Some computational tasks require information about the current user context to be able to process data—particularly when formatting output for presentation to the user or when interpreting input. A locale object provides a repository for that information. An operation that requires a locale object to perform its task is called locale-sensitive.
What is a Locale?
A locale is not a language; it’s a set of conventions for handling written language text and various units (for example, date and time formats, currency used, and the decimal separator).
Conceptually, a locale identifies a specific user community—a group of users who have similar cultural and linguistic expectations for human-computer interaction (and the kinds of data they process). A locale’s identifier is a label for a given set of settings. For example, “en” (representing “English”) is an identifier for a linguistic (and to some extent cultural) locale that includes (among others) Australia, Great Britain, and the United States. There are also specific regional locales for Australian English, British English, U.S. English, and so on.
Practically, a locale is a set of default settings for a given identifier: A given locale object is simply a collection of settings. In Core Foundation, locales are represented by instances of CFLocaleRef. In Cocoa, with OS X version 10.4 and later, locales are represented by instances of NSLocale.
In OS X the locale preference need not be the same as the language preference—they are set independently. Users choose their locale in System Preferences > International, using the Region pop-up menu in the Formats pane. You can programmatically retrieve the array of language preferences from System Preferences using the key
AppleLanguages. You retrieve the locale preference using the key
Note that it is also possible for users to specify their own preferences, which override the system-defined defaults for the chosen locale (see “Interaction Between Locales and Preferences”).
Why Are Locales Necessary?
When you display data to a user it should be formatted according to the conventions of the user’s native country, region, or culture. Conversely, when users enter data, they may do so according to their own customs or preferences. Locale objects are used to provide information required to localize the presentation or interpretation of data. This information can include decimal separators, date formats, and units of measurement, as well as language and region information.
For example, by convention in the United States “7/4/76” represents the Bicentennial of the Declaration of Independence. However, in Great Britain, it represents the “7th of April, 1976”; in Thailand using the Thai Traditional Calendar it might represent “April 7th, 2519”; and in France it represents “7 avril 1976”. To take a more subtle example, in the United States“12.125” represents the decimal number twelve and one eighth, whereas in Germany it represents twelve thousand one hundred and twenty-five.
Locale Naming Conventions
A locale’s identifier is based on the naming convention defined by the International Components for Unicode (ICU).

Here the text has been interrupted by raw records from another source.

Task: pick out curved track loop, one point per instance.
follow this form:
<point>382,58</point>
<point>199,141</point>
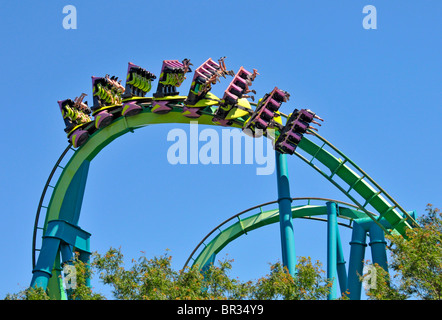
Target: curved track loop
<point>67,196</point>
<point>262,218</point>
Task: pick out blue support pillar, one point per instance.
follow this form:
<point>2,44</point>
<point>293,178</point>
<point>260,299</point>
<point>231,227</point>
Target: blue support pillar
<point>43,268</point>
<point>60,237</point>
<point>332,224</point>
<point>342,273</point>
<point>378,246</point>
<point>285,214</point>
<point>356,264</point>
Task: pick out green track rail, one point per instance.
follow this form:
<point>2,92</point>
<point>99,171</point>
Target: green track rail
<point>241,224</point>
<point>351,179</point>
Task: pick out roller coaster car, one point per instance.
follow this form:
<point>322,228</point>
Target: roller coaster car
<point>291,134</point>
<point>266,113</point>
<point>204,77</point>
<point>237,91</point>
<point>78,123</point>
<point>138,81</point>
<point>108,102</point>
<point>173,73</point>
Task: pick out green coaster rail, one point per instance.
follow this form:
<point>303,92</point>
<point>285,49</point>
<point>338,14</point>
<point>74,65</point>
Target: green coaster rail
<point>60,227</point>
<point>242,225</point>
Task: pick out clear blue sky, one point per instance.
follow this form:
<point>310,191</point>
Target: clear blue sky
<point>379,92</point>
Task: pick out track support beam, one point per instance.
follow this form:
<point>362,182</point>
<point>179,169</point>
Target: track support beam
<point>285,214</point>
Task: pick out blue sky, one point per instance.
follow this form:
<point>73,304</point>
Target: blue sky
<point>379,92</point>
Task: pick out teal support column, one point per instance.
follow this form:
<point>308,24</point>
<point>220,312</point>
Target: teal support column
<point>332,223</point>
<point>356,264</point>
<point>342,273</point>
<point>85,257</point>
<point>43,268</point>
<point>61,236</point>
<point>378,246</point>
<point>285,214</point>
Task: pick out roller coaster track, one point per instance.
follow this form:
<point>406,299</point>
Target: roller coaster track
<point>240,225</point>
<point>67,193</point>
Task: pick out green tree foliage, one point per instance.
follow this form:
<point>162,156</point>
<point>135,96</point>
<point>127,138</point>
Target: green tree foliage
<point>154,279</point>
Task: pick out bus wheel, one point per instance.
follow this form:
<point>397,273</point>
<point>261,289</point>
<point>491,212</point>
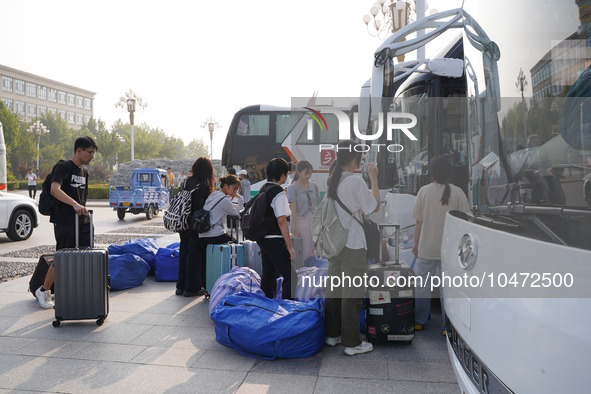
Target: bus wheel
<point>121,214</point>
<point>150,212</point>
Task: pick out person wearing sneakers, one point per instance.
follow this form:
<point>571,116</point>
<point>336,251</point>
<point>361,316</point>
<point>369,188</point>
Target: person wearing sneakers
<point>244,185</point>
<point>69,189</point>
<point>343,304</point>
<point>432,204</point>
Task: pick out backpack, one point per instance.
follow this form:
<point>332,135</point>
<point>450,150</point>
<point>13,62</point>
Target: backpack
<point>255,221</point>
<point>46,200</point>
<point>176,217</point>
<point>200,219</point>
<point>328,233</point>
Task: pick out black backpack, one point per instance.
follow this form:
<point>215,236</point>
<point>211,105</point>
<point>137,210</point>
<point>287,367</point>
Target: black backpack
<point>178,214</point>
<point>256,223</point>
<point>46,200</point>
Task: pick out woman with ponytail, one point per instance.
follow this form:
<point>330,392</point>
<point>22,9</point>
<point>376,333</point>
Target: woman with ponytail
<point>191,277</point>
<point>432,204</point>
<point>303,196</point>
<point>343,304</point>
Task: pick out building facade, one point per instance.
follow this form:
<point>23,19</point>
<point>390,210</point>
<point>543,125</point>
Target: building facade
<point>29,96</point>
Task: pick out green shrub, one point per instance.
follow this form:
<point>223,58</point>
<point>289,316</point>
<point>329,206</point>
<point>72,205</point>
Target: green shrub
<point>16,185</point>
<point>98,192</point>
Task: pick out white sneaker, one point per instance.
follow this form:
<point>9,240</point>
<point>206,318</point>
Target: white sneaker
<point>332,341</point>
<point>44,298</point>
<point>365,347</point>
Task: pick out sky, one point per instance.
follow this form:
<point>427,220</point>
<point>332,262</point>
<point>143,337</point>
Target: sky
<point>190,60</point>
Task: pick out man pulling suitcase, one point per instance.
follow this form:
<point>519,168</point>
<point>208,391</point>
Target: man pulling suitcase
<point>69,190</point>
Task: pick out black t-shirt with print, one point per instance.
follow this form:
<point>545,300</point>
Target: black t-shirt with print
<point>74,181</point>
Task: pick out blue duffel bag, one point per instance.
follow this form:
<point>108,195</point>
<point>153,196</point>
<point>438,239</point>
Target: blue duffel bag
<point>237,280</point>
<point>127,271</point>
<point>146,248</point>
<point>259,327</point>
<point>166,265</point>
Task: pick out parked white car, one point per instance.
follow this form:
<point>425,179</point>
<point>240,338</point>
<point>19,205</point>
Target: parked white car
<point>18,216</point>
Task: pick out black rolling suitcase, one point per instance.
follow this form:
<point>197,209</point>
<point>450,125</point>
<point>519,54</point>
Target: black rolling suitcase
<point>391,300</point>
<point>81,282</point>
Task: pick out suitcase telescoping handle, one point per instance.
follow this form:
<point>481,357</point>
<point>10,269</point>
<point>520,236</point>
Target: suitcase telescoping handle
<point>396,239</point>
<point>77,229</point>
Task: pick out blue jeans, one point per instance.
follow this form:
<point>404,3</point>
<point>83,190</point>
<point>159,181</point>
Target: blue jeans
<point>426,269</point>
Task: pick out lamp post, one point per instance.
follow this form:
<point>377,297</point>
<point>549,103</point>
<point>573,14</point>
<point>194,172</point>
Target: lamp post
<point>211,124</point>
<point>38,128</point>
<point>521,85</point>
<point>389,16</point>
<point>133,103</point>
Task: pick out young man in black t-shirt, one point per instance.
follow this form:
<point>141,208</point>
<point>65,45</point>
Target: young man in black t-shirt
<point>69,187</point>
<point>276,250</point>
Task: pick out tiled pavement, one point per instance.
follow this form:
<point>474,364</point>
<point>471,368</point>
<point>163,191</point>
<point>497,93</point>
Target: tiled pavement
<point>154,341</point>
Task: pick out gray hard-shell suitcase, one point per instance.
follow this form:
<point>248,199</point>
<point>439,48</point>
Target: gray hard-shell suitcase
<point>391,303</point>
<point>81,282</point>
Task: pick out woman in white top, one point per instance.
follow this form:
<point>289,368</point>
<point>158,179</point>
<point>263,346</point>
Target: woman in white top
<point>432,204</point>
<point>32,183</point>
<point>303,196</point>
<point>219,204</point>
<point>343,304</point>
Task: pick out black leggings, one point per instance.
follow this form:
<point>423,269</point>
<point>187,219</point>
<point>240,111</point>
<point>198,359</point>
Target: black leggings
<point>276,262</point>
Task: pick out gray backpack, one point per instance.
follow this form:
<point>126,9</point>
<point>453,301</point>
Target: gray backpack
<point>328,234</point>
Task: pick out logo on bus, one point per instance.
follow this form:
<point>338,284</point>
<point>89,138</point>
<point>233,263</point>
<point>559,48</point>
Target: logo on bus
<point>315,115</point>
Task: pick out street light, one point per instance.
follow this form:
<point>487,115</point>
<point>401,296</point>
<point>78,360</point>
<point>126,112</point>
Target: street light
<point>521,84</point>
<point>133,103</point>
<point>211,124</point>
<point>389,16</point>
<point>38,128</point>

See http://icu.sourceforge.net/userguide/locale.html for information on their convention. The identifier consists of up to three pieces of ordered information: a language code, a region code, and a variant code.

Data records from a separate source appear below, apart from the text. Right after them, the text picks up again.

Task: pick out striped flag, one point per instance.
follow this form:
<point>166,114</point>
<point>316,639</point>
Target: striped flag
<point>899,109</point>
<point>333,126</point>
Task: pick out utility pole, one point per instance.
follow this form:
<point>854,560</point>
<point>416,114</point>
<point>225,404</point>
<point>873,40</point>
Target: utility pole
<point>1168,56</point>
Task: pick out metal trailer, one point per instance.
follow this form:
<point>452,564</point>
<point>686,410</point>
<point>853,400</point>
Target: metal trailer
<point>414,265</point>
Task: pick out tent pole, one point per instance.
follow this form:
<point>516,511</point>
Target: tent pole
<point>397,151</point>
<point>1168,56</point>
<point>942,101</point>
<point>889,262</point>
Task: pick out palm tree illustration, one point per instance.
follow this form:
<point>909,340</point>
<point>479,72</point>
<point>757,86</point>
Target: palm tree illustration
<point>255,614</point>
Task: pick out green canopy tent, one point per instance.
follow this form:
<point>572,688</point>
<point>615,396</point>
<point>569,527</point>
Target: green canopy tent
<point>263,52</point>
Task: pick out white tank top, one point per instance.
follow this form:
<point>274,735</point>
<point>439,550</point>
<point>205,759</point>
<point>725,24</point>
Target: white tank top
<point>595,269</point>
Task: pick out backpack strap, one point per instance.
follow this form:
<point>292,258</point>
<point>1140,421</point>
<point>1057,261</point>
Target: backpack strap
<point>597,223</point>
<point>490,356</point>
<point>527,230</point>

The language code is based on the ISO 639-x/IETF BCP 47 standard. ISO 639-1 defines two-character codes, such as “en” and “fr”, for the world’s most commonly used languages. If a two-letter ISO 639-1 code is not available, then ISO 639-2 three-letter identifiers are accepted as well, for example “haw” for Hawaiian. For more details, see http://www.loc.gov/standards/iso639-2/php/English_list.php.
The region code is defined by ISO 3166-1 (see, for example, http://www.iso.org/iso/country_codes/iso_3166_code_lists/english_country_names_and_code_elements.htm). The region code is given in capital letters and appended, after an underscore, after the language code, for example “en_US”, “en_GB”, and “fr_FR”.
The variant code is arbitrary and may have any number of keywords (which may be application-specific), each separated by an underscore. Developers are discouraged from using variant codes, as the format may change in the future.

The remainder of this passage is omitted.